I guess you’re used to playing detectives now – you also star in Lincoln Heights.
Yeah, I’m used to playing police officers, detectives – what I like to call authority figures, if you will.
Do you feel comfortable in that sort of role?
I do actually. It’s interesting because; especially playing a detective, a plain clothes detective, it allows for a lot of my personality to kinda shine, to come out, which is a lot of fun. I sort of like to infuse Hank with a little bit of my Russell swagger if you will, and my Russell charm. It’s very much what you, as an actor, brings to the role, and so you can’t veer too far off the path. You have to infuse little specific touches of your personality to make the character interesting.

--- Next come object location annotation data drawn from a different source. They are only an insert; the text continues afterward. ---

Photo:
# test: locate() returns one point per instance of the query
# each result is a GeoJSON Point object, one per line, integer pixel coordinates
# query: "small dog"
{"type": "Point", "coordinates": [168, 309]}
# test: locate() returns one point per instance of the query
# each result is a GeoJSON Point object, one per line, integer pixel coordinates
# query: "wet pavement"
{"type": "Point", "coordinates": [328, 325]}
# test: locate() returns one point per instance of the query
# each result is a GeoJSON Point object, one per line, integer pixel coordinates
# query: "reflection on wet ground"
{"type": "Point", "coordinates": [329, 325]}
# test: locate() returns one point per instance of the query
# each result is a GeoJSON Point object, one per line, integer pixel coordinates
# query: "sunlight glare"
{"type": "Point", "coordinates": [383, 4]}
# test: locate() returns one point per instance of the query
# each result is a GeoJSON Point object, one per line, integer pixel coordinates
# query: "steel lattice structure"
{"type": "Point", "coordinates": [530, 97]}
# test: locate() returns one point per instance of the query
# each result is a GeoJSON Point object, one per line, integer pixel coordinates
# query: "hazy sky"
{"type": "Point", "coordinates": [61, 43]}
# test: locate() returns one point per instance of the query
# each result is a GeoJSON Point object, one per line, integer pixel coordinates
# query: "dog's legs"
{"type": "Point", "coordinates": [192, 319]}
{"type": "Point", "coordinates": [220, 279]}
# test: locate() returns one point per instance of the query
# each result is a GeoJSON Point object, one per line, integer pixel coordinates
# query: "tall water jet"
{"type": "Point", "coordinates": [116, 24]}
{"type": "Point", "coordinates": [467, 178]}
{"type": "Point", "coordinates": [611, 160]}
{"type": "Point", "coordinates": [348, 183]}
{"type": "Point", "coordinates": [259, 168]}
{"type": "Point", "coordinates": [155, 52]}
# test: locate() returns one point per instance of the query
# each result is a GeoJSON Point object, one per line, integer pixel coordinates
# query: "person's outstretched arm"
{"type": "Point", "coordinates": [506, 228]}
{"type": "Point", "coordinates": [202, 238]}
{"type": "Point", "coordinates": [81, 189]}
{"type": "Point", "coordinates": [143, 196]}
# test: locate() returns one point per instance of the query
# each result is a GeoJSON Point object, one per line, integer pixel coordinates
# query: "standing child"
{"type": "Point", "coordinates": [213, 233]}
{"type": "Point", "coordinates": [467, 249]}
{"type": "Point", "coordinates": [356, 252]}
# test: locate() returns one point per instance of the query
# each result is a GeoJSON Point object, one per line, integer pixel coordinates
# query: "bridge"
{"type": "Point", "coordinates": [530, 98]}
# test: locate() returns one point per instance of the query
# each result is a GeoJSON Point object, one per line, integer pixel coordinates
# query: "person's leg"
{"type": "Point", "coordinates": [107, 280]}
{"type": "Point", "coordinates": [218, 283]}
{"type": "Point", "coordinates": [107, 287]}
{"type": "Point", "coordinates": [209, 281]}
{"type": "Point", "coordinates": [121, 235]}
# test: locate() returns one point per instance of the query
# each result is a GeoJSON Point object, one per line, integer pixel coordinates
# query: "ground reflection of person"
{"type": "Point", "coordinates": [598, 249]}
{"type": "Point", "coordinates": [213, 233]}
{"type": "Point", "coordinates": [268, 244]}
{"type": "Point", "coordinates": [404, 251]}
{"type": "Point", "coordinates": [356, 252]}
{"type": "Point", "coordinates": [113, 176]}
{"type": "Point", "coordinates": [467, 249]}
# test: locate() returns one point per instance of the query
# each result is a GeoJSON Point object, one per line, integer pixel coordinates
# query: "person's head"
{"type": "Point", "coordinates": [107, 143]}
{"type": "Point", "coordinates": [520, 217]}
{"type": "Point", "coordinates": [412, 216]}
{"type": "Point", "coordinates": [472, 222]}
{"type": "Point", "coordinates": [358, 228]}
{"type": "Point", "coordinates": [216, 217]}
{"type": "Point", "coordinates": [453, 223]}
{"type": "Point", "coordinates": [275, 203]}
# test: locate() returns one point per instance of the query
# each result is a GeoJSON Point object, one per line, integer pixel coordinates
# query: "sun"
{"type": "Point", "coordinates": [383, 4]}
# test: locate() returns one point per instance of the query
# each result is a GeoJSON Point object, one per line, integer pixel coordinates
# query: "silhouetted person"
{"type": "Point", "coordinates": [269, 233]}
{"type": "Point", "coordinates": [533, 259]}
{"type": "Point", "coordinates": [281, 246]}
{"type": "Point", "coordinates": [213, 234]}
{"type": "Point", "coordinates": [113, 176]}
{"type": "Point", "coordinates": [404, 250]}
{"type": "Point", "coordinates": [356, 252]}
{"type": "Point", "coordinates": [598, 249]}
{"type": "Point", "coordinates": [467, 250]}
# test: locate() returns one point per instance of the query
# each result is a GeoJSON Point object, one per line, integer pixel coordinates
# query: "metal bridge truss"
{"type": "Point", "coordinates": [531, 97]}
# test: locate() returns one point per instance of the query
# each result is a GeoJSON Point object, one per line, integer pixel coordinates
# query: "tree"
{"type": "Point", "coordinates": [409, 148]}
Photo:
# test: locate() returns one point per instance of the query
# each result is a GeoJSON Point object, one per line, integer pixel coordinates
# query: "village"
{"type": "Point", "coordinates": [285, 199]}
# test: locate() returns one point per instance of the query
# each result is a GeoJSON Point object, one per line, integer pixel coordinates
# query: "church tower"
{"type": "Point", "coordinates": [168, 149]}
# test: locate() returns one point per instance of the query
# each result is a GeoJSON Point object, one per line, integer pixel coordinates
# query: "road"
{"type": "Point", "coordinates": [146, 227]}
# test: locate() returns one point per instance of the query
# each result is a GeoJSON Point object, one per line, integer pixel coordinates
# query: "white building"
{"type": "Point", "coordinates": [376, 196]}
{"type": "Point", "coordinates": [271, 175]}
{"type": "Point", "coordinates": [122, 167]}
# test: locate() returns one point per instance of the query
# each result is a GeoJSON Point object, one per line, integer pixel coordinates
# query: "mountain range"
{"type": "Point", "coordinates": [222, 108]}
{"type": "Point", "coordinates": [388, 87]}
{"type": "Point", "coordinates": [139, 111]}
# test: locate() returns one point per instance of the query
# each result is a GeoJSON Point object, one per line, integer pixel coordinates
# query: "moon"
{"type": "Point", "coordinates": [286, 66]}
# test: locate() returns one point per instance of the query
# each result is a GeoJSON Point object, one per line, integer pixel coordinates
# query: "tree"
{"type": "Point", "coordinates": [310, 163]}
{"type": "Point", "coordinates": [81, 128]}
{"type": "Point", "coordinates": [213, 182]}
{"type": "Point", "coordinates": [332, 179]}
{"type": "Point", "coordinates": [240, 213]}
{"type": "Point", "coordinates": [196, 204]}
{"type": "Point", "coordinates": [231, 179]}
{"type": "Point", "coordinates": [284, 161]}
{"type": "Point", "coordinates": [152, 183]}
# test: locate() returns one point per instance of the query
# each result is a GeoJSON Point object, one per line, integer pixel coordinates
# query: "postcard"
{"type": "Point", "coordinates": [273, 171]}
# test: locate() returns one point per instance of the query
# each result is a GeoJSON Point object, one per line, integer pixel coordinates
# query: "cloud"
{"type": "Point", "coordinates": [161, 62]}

What do you enjoy about playing those parts? Is it that you see them as opportunities to infuse your own sense of authority over -or personality into – a character?
If you’re not playing a specific character role, a sinister villain, or a witty [cop], of some sort, that’s very specific, then your gonna play the lead, what I call the leading man. It’s really about where your imagination can take you within the confines of the story. So, you have to move the story forward, you have to move the plot forward, but at the same time, if you can add just these wonderful touches and little idiosyncrasies I think that’s what the audience grabs hold of. Again, that’s just me infusing other aspects of my personality and that’s just fun, and because the thing is that as the show grows you can take a little bit more liberty with each episode.
What intrigued about the premise of Grimm?
As an actor you’re really happy to have a job, you know what I mean? So the fact that I could get a job, and get a part on this show that was as interesting as Grimm… when you’re marrying these two worlds, of acute [procedurals] and the world of fairy tales, goblins and stuff like that, you say to yourself, “this can either be very interesting, or it can just flop.” Being part of something that was sort of stepping out of the monotonous world of usual law and order, and CSI, and all that kind of stuff, that’s what intrigued me. I like doing procedurals, but I think the Grimm fairytales component was what really sent it over the top for me.
You came into screen acting through theatre… how did you end up in The Wiz?
The Wiz was when I was in high school – I don’t think that even counts. I was toiling around in New York for a couple of years – after I had graduated from university majoring in theatre, I got a role in a August Wilson play called Jitney, and we had gone to seven cities around the country and ended up in Los Angeles. Of course everybody’s dream is to bring a play to LA, and everyone figures that’s the best way to get discovered and that’s how I was discovered. I auditioned for a television series, and I got the part. And ironically enough, when I got the role we still hadn’t premiered in New York with the play, and they told me I had to quit! I had to quit the play in order to do the TV show. I said “nope, I’m not going to do that.”
What’s next? Are you working on other projects at the moment?
The truth is Jack, this show is so time consuming – we’re shooting nine months of the year, and if we get a second season we won’t get too much time off so we wont have much time to shoot anything else. If I can get something else to fit into the schedule then I’d go ahead and do that but right now Grimm is my main focus – it’s the main-stay in my career, I definitely don’t have to time to be in a play right now.
Grimm is on Watch, every Monday at 9PM.